If you look at a list of the most dangerous jobs in America, you won’t see surveyor listed in the top 25, but I believe that is because most of us only spend a small percentage of our time working along the highway or on a construction site. As many can attest, those situations are fraught with danger and safety concerns.
At one point in my career, I worked as a field engineer for a highway construction firm. One of the projects I worked on was the construction of the Northwest Expressway (I-795), connecting the Baltimore Beltway (I-695) with points to the northwest.
As we were set up along the shoulder of the active interstate highway, I walked back toward the exit ramp just behind us setting up traffic cones along the edge of the road. I was walking in the gore between the highway and exit ramp when I saw a car with an indecisive driver behind the wheel coming toward me at 60 mph. The lady behind the wheel was being directed by a man in the passenger seat who was pointing and waving for her to get off at that exit.

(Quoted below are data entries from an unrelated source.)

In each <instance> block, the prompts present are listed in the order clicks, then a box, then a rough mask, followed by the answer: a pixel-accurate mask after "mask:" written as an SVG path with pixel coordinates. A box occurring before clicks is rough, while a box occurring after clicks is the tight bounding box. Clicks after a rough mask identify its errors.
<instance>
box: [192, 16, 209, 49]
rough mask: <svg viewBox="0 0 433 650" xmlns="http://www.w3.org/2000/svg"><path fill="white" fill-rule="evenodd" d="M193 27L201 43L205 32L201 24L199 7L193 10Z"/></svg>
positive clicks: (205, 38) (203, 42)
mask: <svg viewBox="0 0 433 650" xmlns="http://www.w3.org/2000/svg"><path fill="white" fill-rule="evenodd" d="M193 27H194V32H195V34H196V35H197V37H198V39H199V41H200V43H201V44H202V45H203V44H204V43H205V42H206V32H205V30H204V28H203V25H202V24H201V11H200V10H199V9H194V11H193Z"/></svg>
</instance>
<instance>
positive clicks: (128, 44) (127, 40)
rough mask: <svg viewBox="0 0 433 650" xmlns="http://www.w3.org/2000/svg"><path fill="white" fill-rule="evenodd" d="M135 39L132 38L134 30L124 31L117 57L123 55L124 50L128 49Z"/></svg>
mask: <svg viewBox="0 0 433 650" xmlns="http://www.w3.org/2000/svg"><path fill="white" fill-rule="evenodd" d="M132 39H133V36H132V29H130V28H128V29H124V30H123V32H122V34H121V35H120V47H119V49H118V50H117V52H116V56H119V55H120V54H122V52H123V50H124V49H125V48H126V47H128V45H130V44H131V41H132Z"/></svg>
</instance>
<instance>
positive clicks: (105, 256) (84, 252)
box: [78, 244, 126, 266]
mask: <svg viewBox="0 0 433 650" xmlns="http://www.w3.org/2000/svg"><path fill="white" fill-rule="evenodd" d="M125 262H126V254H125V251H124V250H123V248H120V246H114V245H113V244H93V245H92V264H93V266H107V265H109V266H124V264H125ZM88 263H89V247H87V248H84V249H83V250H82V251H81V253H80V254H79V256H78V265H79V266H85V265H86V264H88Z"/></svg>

The car shifted from one lane to the other as the driver tried to decide if she could make the turn onto the exit ramp. I had no idea which way she might choose. I stopped, got my weight on the balls of my feet, as if I were ready to field a hot grounder that might change direction at the last second. As the car got closer, the driver swerved onto the exit ramp, as I dodged the other way. I don’t know how close it was, but it was close enough to make me shiver with fear, after the fact.
Many years later, as I worked for an engineering and surveying firm, I was assigned to report to a major highway construction job for the duration of the project, slated for a two-year completion. At this time, I was a licensed surveyor, working as a party chief, and I didn’t savor the idea of going back to doing construction stakeout.
I started the stakeout on a cold, dark January morning, and I hated my life. I realized that I was doing the same type of work that I had done 16 years earlier, and I still hated the circumstances that always surrounded construction stakeout.
First, there was always a lot of pressure. Everyone needed their stakeout done immediately, and the surveyor had to be quick and accurate. The equipment and crews were usually sitting on the job site, waiting on the stakes so they could begin their work. The foremen rarely planned ahead so it was the surveyor’s fault if work was paused. The stakes had to be correct, precise, and accurate. If concrete got poured in the wrong place, there was hell to pay to get it removed and replaced. It seems conditions on a construction site are always the worst—either muddy or dusty. Bare earth is not the optimal surface for working.
Secondly, the noise on a construction site is always of a decibel level not comfortable to the human ear. And these highway jobs are dangerous. The heavy equipment is always ripping around at a time-is-money pace, so you have to watch out for yourself.
One day as we were setting grade stakes along the toe of a cut slope, dump trucks were lining up to be filled by a huge Caterpillar front-loader. I don’t remember the model number, but anyone who has worked on big highway projects will know which one I mean—the one with tires about 10 feet in diameter and a catwalk around the enclosed cab. The trucks would come pulling up close to where I was setting stakes and then back into a line to be filled by the bucket, which held about four cubic yards of dirt.
I got used to hearing their engines with the fans whirring close to my back, so I quit turning around to see them. While I was getting a shot from the instrument at one stake, I kept my back to the noise of the engine and fan, simply holding the prism steady on the top of the stake, with the prism pole out to the side.
Suddenly, the prism pole was being knocked out of my hands by one of those 10-foot diameter wheels. I jumped to the side and looked up at the big Cat loader, which had the engine in the rear. I was thinking the engine that I had heard was the front of a truck and the driver would have seen me clearly. Instead the operator of the loader that was being backed up didn’t see me at all. When he did see me, he flinched as he realized I was there. I got the chills and then later the shakes when I realized how close I came to being squashed like a bug under an exceptionally large machine. I really hated that job then.
As surveyors, jobs like that come with the territory. But we also get to spend days in bucolic and Idyllic settings, which we are always thankful for, even though you can’t let your guard down on those days either. If it’s not a 250-ton CAT coming at you it might be an angry one-ton bull or a pound-and-a-half rattlesnake—all of which can ruin a surveyor’s day (or life).